To make a really bad analogy, imagine your car breaks down, and to fix it, you need to order some parts, run some diagnostics, try some stuff.
One day to handle this is to “intersperse” the “car work” into your 9-5 work day (won’t work very well). An alternative approach is to fork off a “mechanic thread” which handles all the car problems, and you occasionally communicate with the mechanic.
I see async error handling a bit like this – there’s some work that needs to get done, things might go wrong, and we want a separate “process/thread/coroutine” to “manage” the situation, and we want the main thread to occasionally communicate with the separate “process/thread/coroutine”
Erlang/OTP is great at handling this. Goroutines/CSP is pretty good too.
In Rust/wasm32, what is the best practical way for handling this?
[ Note: this question is easier than “what is best way to do coroutines”, as we don’t really care about the 100M co-routine situation, and “performance” is important only to the extent we can handle all the AJAX requests.]
@vadimcn Thanks for the corrections!
@zeroexcuses Erlang and Rust have very different philosophies with respect to error handling.
Erlang is famous for its “let it crash, then restart it” philosophy, which is somewhat unique to this language family and has a profound impact on the way libraries will be designed (need to build for crash recovery a lot more than usual, but to care about local error handling a lot less). I believe that at the implementation level, all this requires is an exception mechanism with a handler at the “top” of every coroutine that has a decent default, but maybe an Erlang regular can comment further.
Rust, on the other hand, is closer to the mainstream error handling strategy of trying to catch errors are close to the point where they occured as possible. It helps programs that use this strategy by doing two things:
- Making a difference between predictable errors (e.g. I/O issues) and program bugs (e.g. out-of-bound array accesses).
- Packing the former kind of errors together with the result (on success) of a function as a single handy enum object, so that clients of the function…
- Cannot mistakenly ignore the fact that a function can error out, because they need to unpack the result + error combo in order to read the result.
- Can easily carry around the (result + error) combo all the way to the point where it will be processed, even if that implies storing it in a container, transferring it over the network, etc.

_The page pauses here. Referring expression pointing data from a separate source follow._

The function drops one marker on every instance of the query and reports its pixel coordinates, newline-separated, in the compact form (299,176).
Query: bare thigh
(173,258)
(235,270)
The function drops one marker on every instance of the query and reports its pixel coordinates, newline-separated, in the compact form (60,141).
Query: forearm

In this context, Rust’s standard answer to the async error problem would be to make you either handle the error inside of the async coroutine or transfer the result + error combo through whatever communication channel you use to communicate with the async I/O task, and decide what to do about errors there (and, if the communication channel is unreliable, also having a strategy for handling communication channel errors).
If you also want to recover from program bugs in async I/O tasks, you can to some degree by making sure your code is built with
panic = "unwind" (which is the default) and using the
std::panic::catch_unwind() function as an “exception handler”. But recovering from bugs is a much more difficult task which much fewer applications need to engage in, so Rust did not polish/stress this aspect as much as the handling of “expected” errors.